I agree with everything you said about this show.And Whitney (and 2 broke girls for that matter.) Can I make one small request though? Can you please try to write one article without mentioning community!?!? We get it, you liked it, it was a good show and it got passed on for renewel. But guess what, its not the first time thats happened to a good show. So maybe it was your favorite show ever. I don’t really care, because I never watched it. Maybe I’m missing out. But reading about what a tragedy the loss of a show that I never saw, and I’m sure a lot of other people never saw either (maybe thats why it might get cancelled) is getting a bit annoying now. I sympathise with the frustration you feel at seeing a show you enjoy get cancelled while crap thats marketed to idiots gets renewed every season. But community was passed up months ago, until theres any new confirmation saying it is or isnt coming back dont you feel you should leave it for a petition or something?
Fuck that. Talk about Community MORE.
Moar Community plz.
And Cal, don’t you think you should leave the site for those who enjoy it if the Community mentions get to ya?
More Community!!
Blasphemer! Community 4eva.
GIVE ME COMMUNITY OR GIVE ME DEATH!
watched 45 seconds of whitney cummings stand up. she instantly became one of Maria Bamford’s characters. ALSO whens Bamford gonna get her own show….?
Time to join the Garmy to fight again Chelsea Handler.
This show is so bad. This show is so incredibly bad that I feel almost insulted that this regurgitation marketed as humor was even presented to me. I like Chelsea Handler, and I like watching Chelsea Handler.
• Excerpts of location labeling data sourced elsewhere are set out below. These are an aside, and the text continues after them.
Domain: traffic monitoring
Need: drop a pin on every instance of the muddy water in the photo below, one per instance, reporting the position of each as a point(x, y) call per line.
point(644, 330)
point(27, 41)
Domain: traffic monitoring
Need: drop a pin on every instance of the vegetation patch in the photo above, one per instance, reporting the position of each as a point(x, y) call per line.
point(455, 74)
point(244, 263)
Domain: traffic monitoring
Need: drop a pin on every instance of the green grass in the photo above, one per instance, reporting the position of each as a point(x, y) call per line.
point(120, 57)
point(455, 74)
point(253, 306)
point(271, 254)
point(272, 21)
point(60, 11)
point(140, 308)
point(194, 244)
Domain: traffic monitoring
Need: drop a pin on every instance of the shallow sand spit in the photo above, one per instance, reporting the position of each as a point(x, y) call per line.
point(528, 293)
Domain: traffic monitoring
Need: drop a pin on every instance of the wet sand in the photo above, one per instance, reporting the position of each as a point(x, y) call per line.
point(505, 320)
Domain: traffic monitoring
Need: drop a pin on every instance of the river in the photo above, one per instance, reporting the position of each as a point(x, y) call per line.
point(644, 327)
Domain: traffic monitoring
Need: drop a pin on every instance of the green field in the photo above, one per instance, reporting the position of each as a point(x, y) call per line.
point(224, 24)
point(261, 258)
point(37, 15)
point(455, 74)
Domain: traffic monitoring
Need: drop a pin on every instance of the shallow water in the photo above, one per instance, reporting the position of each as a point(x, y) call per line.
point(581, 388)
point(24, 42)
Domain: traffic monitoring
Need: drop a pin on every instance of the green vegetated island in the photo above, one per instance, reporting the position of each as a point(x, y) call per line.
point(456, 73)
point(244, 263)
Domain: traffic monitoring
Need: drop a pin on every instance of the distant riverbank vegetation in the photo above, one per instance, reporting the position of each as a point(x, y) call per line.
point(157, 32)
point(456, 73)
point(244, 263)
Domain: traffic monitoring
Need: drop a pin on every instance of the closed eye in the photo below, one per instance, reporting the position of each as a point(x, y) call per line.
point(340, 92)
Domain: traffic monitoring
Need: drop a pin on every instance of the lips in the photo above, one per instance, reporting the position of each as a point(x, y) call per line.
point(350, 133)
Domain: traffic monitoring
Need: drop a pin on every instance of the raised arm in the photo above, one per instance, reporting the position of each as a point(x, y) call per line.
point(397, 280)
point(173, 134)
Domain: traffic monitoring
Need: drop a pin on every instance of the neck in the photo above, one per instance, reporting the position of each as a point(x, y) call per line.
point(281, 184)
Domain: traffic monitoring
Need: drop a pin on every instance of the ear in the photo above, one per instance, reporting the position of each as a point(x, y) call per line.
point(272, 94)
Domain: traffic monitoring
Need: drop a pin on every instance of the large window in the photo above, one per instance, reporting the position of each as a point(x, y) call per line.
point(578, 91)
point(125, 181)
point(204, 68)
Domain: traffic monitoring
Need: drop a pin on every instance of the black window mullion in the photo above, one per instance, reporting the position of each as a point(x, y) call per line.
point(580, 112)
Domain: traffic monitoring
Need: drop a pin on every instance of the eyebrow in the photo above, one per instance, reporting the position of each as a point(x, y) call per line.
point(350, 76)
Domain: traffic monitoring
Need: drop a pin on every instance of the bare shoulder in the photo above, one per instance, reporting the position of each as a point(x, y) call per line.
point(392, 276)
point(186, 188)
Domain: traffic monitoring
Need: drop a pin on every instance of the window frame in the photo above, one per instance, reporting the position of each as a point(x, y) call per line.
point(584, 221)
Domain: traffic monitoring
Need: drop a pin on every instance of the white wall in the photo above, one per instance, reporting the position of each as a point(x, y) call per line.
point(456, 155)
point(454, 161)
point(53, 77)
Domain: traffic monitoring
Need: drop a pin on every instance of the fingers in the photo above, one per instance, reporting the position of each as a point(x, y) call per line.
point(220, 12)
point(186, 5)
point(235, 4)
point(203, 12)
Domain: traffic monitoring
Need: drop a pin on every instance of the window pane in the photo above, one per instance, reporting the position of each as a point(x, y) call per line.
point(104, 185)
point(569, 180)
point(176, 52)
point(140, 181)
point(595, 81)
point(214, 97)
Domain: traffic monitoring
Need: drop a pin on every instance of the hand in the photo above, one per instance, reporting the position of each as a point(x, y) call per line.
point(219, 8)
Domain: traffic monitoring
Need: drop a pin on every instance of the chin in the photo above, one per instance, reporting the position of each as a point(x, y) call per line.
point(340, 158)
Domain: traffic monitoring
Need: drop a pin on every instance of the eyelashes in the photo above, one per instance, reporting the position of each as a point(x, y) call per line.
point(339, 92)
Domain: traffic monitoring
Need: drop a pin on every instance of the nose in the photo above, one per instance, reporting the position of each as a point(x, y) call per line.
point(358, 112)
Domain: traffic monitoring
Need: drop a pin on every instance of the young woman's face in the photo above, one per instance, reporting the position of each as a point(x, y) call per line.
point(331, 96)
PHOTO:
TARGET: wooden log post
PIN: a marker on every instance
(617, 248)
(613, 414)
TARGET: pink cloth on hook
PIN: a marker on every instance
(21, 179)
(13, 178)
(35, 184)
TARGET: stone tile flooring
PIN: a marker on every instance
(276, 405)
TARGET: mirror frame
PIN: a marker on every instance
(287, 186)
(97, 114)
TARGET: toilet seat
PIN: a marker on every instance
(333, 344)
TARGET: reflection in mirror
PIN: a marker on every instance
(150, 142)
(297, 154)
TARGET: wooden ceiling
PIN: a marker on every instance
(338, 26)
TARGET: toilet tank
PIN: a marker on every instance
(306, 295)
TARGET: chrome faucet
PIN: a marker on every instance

But this show makes me really feel bad for Chelsea that she would stoop so low to make money, at least she hardly appears in the show. Whitney is a terrible comedian in general, Chelsea is at least funny. When I hear that Whitney is going to be on a show or interviewed for something I cringe, I know it’ll be a sad mockery of entertainment. It’s like the jokes my grandpa would say if he were a nympho wannabe. Whitney’s show is just as bad as Are you there Chelsea.